The latest message from the two men, both of whom are well known to many in New York, was an appeal telephoned through the Jewish Telegraphic Agency facilities in Warsaw shortly after the outbreak of the war. They asked for immediate dispatch of funds to meet war emergency funds.
Since then the Warsaw office of the J.D.C. has lost contact with the outside world. Persons who left the Polish capital on Sept. 5 reported that Giterman was still on duty at that time, conducting the J.D.C. relief work.
The two men are believed to be still in territory occupied either by the Nazis or the Reds. In either case they share the fate of the hundreds of thousands of other Jews in the occupied territories, with whom contact has for the time being been completely lost.
Giterman has been director of the J.D.C. work in Poland for the last 20 years, while Neustadt has been connected with the organization for more than 15 years. Several days before outbreak of war, Giterman was called to Paris to participate in an important conference convoked by the J.D.C. here on the refugee problem. Realizing the imminence of war, Giterman hurriedly flew back to Poland, arriving in Warsaw a day before the outbreak of hostilities.
This is the second time that Giterman has been caught in occupied territory while performing his duties for the J.D.C. The first time was in 1920, when the Soviet army marched into Poland and reached the outskirts of Warsaw before being driven back by the Poles. Giterman, who at the time was engaged in aiding refugees in the Volhynian section of Poland, was jailed and kept under arrest by the Red forces of occupation until they were defeated by the reinforced Polish army.
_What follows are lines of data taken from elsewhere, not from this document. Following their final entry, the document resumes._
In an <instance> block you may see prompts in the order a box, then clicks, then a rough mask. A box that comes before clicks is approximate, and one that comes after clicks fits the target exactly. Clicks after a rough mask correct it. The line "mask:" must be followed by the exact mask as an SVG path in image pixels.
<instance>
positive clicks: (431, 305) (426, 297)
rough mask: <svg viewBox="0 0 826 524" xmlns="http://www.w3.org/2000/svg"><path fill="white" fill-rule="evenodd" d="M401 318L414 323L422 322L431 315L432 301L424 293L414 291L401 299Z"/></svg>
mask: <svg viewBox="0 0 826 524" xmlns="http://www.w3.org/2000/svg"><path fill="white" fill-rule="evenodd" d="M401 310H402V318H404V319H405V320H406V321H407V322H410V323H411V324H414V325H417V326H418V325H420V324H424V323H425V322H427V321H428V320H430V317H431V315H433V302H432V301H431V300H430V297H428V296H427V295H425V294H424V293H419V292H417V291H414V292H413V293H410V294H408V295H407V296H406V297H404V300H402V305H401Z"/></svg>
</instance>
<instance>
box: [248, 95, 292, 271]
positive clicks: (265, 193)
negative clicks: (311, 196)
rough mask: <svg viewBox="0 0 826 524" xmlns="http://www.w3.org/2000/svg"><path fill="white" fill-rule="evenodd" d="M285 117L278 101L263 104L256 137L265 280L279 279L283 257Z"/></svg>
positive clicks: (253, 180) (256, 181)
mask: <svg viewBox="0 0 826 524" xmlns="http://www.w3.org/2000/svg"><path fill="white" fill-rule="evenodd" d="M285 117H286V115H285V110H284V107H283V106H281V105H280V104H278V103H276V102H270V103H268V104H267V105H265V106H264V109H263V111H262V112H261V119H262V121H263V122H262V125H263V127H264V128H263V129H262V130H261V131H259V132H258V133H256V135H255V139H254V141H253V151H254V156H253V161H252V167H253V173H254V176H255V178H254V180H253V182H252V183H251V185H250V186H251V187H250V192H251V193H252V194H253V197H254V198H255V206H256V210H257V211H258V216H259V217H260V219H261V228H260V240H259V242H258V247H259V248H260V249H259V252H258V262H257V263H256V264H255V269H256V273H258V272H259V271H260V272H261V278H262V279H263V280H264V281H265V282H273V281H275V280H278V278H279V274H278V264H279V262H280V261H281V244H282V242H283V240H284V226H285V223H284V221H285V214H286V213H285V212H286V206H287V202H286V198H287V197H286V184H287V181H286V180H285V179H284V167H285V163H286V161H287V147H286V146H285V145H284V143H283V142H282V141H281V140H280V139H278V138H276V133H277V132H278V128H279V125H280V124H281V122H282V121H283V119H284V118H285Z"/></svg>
Giterman was at the head of the Gemiloth Chesed Kassa (free loan societies) work which the J.D.C. established in Poland in 1926 and was very active in building up hundreds of the free loan banks which strengthened the economic position of Polish Jewry. He was also in recent years active in planning many phases of constructive work in the program of the J.D.C. What will be the fate of the kassas, which were maintained by the J.D.C. in cooperation with the local population, cannot as yet be forecast.